I terroristi di Abu Sayyaf minacciano di decapitare i tre volontari della Croce Rossa (tra loro l'italiano Emilio Vagni) se l'esercito non si ritirerà dall'isola di Joloentro domani mattina. I sequestrati sono nelle mani dei qaedisti dal 15 gennaio

Manila - Ventiquattro ore di tempo. Ultimatum di Abu Sayyaf per i tre volontari della Croce Rossa internazionale rapiti, tra cui l’italiano Eugenio Vagni: se entro le 14 di domani (le 8 in Italia) l’esercito non si sarà ritirato dall’isola di Jolo, gli ostaggi saranno decapitati. Il ministro dell’Interno di Manila, Ronaldo Puno, ha riferito che il gruppo separatista islamico vicino ad Al Qaeda insiste per il ritiro di tutti i militari da 15 città dell’isola. Ma il governo considera inaccettabili le condizioni poste per l’ultimatum e ha fatto sapere che reagirà con la forza se a qualcuno degli ostaggi sarà fatto del male.
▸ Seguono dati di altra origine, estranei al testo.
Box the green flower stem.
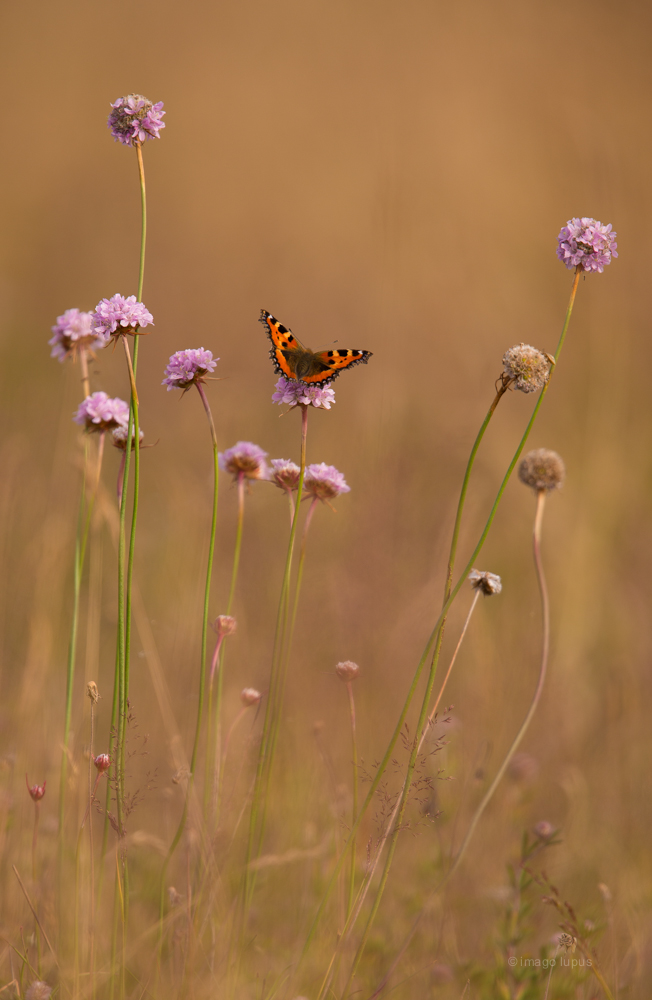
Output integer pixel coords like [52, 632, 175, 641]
[159, 382, 219, 916]
[299, 270, 580, 965]
[240, 405, 308, 929]
[336, 268, 581, 994]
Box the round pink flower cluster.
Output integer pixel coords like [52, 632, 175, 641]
[107, 94, 165, 146]
[73, 392, 129, 431]
[557, 216, 618, 274]
[92, 295, 154, 343]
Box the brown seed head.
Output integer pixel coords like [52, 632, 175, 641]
[335, 660, 360, 683]
[469, 569, 503, 597]
[25, 775, 46, 802]
[25, 979, 52, 1000]
[503, 344, 550, 392]
[211, 615, 238, 635]
[240, 688, 262, 708]
[518, 448, 566, 492]
[93, 753, 111, 774]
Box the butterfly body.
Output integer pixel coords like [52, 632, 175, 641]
[260, 309, 371, 385]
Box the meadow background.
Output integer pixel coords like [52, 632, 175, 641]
[0, 0, 652, 998]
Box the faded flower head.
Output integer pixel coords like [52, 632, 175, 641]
[25, 775, 47, 802]
[267, 458, 301, 491]
[557, 216, 618, 273]
[211, 615, 238, 636]
[272, 376, 335, 410]
[503, 344, 550, 392]
[303, 462, 351, 502]
[73, 392, 129, 432]
[469, 569, 503, 597]
[534, 819, 555, 840]
[92, 295, 154, 343]
[335, 660, 360, 683]
[518, 448, 566, 492]
[240, 688, 262, 708]
[48, 309, 106, 361]
[161, 347, 220, 392]
[107, 94, 165, 146]
[93, 753, 111, 774]
[25, 979, 52, 1000]
[111, 424, 147, 451]
[219, 441, 267, 479]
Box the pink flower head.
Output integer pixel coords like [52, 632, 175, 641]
[267, 458, 301, 491]
[25, 775, 46, 802]
[272, 376, 335, 410]
[93, 753, 111, 774]
[73, 392, 129, 431]
[219, 441, 267, 479]
[107, 94, 165, 146]
[303, 462, 351, 502]
[48, 309, 106, 361]
[92, 295, 154, 343]
[161, 347, 220, 392]
[557, 217, 618, 274]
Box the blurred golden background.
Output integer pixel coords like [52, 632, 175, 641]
[0, 0, 652, 998]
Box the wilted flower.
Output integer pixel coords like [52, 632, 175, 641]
[92, 295, 154, 343]
[48, 309, 106, 361]
[557, 217, 618, 273]
[25, 775, 46, 802]
[211, 615, 238, 636]
[93, 753, 111, 774]
[303, 462, 351, 502]
[73, 392, 129, 431]
[335, 660, 360, 683]
[534, 819, 555, 840]
[240, 688, 262, 708]
[161, 347, 220, 392]
[503, 344, 550, 392]
[107, 94, 165, 146]
[272, 376, 335, 410]
[267, 458, 301, 491]
[111, 424, 146, 451]
[25, 979, 52, 1000]
[219, 441, 267, 479]
[518, 448, 566, 491]
[469, 569, 503, 597]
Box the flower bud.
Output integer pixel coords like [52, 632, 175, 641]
[335, 660, 360, 684]
[240, 688, 262, 708]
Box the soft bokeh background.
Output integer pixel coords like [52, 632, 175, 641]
[0, 0, 652, 998]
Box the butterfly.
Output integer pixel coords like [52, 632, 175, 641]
[260, 309, 371, 385]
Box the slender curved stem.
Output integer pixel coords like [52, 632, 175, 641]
[299, 269, 581, 965]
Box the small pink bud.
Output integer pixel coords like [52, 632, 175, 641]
[240, 688, 262, 708]
[25, 775, 45, 802]
[211, 615, 238, 635]
[93, 753, 111, 774]
[335, 660, 360, 684]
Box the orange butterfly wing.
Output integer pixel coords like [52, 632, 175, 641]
[260, 309, 371, 385]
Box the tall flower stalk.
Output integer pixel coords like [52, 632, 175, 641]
[301, 267, 582, 983]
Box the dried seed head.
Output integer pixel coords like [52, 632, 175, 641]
[469, 569, 503, 597]
[25, 979, 52, 1000]
[93, 753, 111, 774]
[534, 819, 555, 840]
[518, 448, 566, 492]
[335, 660, 360, 683]
[211, 615, 238, 635]
[507, 753, 539, 784]
[25, 775, 46, 802]
[240, 688, 262, 708]
[503, 344, 550, 392]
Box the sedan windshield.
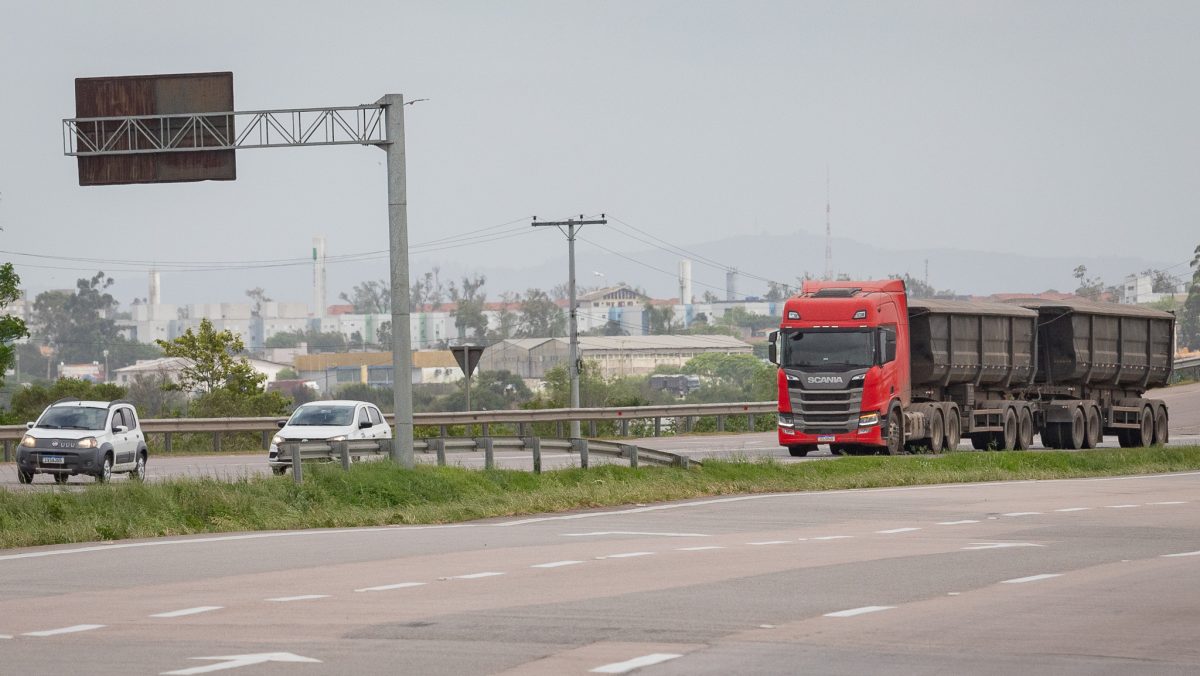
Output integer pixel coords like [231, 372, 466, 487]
[37, 406, 108, 430]
[288, 406, 354, 426]
[780, 329, 875, 371]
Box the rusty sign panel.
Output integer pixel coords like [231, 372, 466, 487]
[76, 72, 238, 185]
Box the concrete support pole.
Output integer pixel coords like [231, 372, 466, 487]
[379, 94, 415, 468]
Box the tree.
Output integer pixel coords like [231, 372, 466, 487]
[0, 263, 29, 384]
[155, 319, 266, 396]
[450, 275, 487, 340]
[517, 288, 566, 337]
[338, 280, 391, 315]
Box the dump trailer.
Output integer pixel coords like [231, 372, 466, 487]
[770, 280, 1175, 456]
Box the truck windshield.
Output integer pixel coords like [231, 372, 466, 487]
[779, 329, 875, 371]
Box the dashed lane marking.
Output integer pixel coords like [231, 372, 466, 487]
[1001, 573, 1062, 585]
[592, 652, 683, 674]
[824, 605, 895, 617]
[354, 582, 425, 592]
[23, 624, 103, 638]
[150, 605, 223, 617]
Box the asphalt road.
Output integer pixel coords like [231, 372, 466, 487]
[0, 473, 1200, 676]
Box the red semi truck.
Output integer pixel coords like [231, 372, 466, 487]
[769, 280, 1175, 456]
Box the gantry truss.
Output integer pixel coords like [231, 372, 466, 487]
[62, 104, 388, 157]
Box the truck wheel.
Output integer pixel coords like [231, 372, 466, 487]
[1058, 408, 1087, 448]
[1016, 408, 1033, 450]
[1084, 406, 1104, 448]
[1154, 408, 1171, 445]
[883, 408, 904, 455]
[943, 411, 962, 450]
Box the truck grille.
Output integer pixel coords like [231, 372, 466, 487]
[788, 388, 863, 435]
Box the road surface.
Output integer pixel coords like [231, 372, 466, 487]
[0, 473, 1200, 676]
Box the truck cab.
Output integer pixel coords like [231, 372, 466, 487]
[769, 280, 912, 456]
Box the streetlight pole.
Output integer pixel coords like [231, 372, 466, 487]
[533, 214, 608, 439]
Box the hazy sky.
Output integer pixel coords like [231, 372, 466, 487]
[0, 0, 1200, 304]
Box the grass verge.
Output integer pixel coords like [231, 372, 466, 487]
[0, 447, 1200, 548]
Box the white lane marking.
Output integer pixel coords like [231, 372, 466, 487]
[824, 605, 895, 617]
[354, 582, 425, 592]
[1001, 573, 1062, 585]
[0, 524, 476, 561]
[592, 652, 683, 674]
[596, 551, 654, 558]
[492, 472, 1200, 528]
[962, 543, 1046, 550]
[160, 652, 320, 676]
[150, 605, 224, 617]
[560, 531, 710, 538]
[22, 624, 103, 638]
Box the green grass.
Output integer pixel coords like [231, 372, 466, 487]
[0, 447, 1200, 548]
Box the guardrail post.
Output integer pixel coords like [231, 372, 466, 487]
[475, 437, 496, 469]
[289, 442, 304, 484]
[620, 443, 637, 469]
[571, 438, 588, 469]
[334, 442, 350, 471]
[524, 437, 541, 474]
Concessioni Il governo aveva già accettato di ritirarsi dalla parte meridionale di Jolo per allentare la pressione sui terroristi e per consentire l’apertura di un corridoio umanitario da cui gli estremisti islamici potessero liberare uno dei tre volontari. Ma questa mossa non è bastata ai terroristi. Nel 2001 Abu Sayyaf decapitò un ostaggio americano, Guillermo Sobero. Insieme al 62enne Vagni, dal 15 gennaio sono nelle mani dei terroristi islamici lo svizzero Andreas Notter, 39 anni, e la filippina Jean Lacaba, di 37.